Another example is if an introvert like me was on the phone all day for work, and you call; I’ll likely text you back instead. Or (pre-pandemic) I may prefer to eat my lunch in my car; in pandemic times, I’ll eat in my bedroom instead of interacting with others. Without this separation, we introverts are prone to irritability.
If we drift off, or need a few extra beats to think, don’t slap us with, “Helloooooo come back to Earth! ” These kinds of phrases will make us feel self-conscious and less likely to open up in the future. It has taken me a lot of time and effort to learn how to balance my need for solitude with my desire to connect with others.
- This gives you the chance to still connect with people without having to worry about physical contact or long conversations that may leave you feeling exhausted.
- This focus helps build loyal and lasting friendships that stand the test of time, even if life gets busy or texts go unanswered.
- This can help you feel less overstimulated, and instead, more purposeful.
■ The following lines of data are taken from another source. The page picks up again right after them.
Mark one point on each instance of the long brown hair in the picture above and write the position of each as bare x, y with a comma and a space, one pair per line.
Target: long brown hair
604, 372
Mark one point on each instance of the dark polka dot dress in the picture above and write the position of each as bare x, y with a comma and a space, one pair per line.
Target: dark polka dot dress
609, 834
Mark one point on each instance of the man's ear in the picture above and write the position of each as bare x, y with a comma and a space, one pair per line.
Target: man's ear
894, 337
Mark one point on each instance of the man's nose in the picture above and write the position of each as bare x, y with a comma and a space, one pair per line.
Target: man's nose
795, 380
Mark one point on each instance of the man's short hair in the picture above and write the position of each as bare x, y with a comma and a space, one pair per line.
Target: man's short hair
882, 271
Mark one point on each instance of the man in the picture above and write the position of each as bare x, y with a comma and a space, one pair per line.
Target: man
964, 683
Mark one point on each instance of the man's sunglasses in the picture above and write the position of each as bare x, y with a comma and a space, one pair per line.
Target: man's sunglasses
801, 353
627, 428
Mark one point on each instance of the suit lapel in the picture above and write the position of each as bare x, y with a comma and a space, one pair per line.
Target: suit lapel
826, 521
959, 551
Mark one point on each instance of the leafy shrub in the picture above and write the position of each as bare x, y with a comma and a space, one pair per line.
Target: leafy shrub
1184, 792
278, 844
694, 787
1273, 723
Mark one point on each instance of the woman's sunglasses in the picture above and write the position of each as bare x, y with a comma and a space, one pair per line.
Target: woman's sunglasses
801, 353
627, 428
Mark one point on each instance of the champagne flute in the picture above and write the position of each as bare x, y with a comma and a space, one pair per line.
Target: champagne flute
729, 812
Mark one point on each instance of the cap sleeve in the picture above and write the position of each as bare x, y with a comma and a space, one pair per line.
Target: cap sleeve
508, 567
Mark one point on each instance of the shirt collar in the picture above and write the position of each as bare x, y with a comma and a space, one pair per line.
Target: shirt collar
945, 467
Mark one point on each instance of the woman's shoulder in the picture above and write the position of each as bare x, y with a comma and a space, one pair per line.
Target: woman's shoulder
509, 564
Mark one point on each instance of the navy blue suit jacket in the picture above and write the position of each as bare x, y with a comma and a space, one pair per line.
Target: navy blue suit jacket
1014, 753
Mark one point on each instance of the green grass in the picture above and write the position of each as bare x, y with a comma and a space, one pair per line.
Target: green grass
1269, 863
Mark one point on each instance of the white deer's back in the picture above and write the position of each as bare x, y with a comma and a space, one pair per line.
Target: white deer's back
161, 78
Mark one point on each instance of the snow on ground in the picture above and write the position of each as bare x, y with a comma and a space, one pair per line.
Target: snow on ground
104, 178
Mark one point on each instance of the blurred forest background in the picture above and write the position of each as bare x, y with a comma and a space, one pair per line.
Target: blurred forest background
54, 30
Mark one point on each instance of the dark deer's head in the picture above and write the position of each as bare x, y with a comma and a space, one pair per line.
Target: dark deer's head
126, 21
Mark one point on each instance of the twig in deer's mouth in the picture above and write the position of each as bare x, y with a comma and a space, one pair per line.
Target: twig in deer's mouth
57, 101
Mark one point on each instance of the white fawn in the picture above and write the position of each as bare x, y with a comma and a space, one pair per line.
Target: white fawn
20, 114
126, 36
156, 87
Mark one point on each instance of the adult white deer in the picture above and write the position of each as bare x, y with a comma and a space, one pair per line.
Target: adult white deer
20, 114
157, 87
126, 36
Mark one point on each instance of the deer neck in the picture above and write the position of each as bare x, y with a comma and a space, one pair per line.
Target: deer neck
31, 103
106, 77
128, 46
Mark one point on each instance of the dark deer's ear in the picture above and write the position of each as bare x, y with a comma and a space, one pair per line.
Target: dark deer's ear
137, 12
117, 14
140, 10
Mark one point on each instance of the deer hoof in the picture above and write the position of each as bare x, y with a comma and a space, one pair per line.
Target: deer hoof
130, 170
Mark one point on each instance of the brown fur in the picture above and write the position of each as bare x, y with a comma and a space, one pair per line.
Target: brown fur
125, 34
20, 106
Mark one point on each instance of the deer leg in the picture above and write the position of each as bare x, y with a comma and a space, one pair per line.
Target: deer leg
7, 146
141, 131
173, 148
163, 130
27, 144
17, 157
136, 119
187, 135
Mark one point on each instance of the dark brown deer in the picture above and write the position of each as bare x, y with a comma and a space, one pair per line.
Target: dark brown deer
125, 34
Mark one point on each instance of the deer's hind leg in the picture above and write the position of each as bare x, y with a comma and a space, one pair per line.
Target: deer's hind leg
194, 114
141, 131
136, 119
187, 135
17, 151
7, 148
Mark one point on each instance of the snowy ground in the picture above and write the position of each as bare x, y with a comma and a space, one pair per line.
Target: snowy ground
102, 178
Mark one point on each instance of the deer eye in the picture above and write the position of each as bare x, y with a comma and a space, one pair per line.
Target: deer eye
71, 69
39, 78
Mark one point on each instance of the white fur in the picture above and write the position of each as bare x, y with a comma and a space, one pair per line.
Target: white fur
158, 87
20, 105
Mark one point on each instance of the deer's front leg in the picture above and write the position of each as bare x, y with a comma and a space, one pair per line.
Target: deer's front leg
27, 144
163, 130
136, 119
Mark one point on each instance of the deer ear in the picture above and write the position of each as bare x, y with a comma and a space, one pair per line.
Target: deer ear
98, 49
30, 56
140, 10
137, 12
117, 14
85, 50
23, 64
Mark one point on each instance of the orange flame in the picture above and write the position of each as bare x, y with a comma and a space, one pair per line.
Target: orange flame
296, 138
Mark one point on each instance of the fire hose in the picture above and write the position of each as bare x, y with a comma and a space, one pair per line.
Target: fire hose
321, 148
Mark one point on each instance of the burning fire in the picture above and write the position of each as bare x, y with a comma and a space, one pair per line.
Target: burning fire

- Whether you’re an introvert or an extrovert all depends on how you process the world around you.
This suggests that there is a difference between introversion and shyness, even though they are often confused. So, before we move on, let’s talk about something important. It’s important to recognize that shyness and introversion are NOT the same thing – because even though I may be a huge fan of socializing, I’m still an introvert at heart.
If you have these issues with your friend, talk about it, Kahnweiler says. Kahnweiler, who trains leaders, teams and organizations on how to help introverts thrive in an extroverted world, shares tips on how both personalities can get along. Being an introvert can sometimes be a bit challenging, especially when you want to interact with others but have no idea how to.
Don’t just wait for invitations to come your way—make them yourself. Part of being more extroverted, Morin says, is taking initiative rather than hanging back and letting others set the tone. Ask a friend to join you for a walk on a slow Sunday. Organize that Friendsgiving potluck instead of hoping someone else will. Every time you initiate, you get more comfortable taking social risks, and eventually, you’ll notice how often that little moment of courage pays off.
Attend a concert of a band you love or one you’re curious about. Let the shared experience of enjoying live music create instant bonds with those around you. Strike up talks https://thecharmerly.com/sign-up-and-login-guide/ with fellow concertgoers; you might find more in common than just musical taste. The high energy and excitement of a concert can also make social interactions feel more relaxed and spontaneous. It’s important to know that being introverted is not the same as having social anxiety. Social anxiety is not related to temperament and is instead a common, treatable mental health condition that some people overlook.
We supposedly desire kindred spirits, and yet we often push people away by not reaching out or failing to communicate our needs honestly. From their perspective, we’re the friend that they always invite, who always says no. Every now and then, try instead to focus on what others might need from you. Maybe you’ll notice that there’s another introvert who’s been getting left out—approach them and make them feel interesting. This can help you feel less overstimulated, and instead, more purposeful.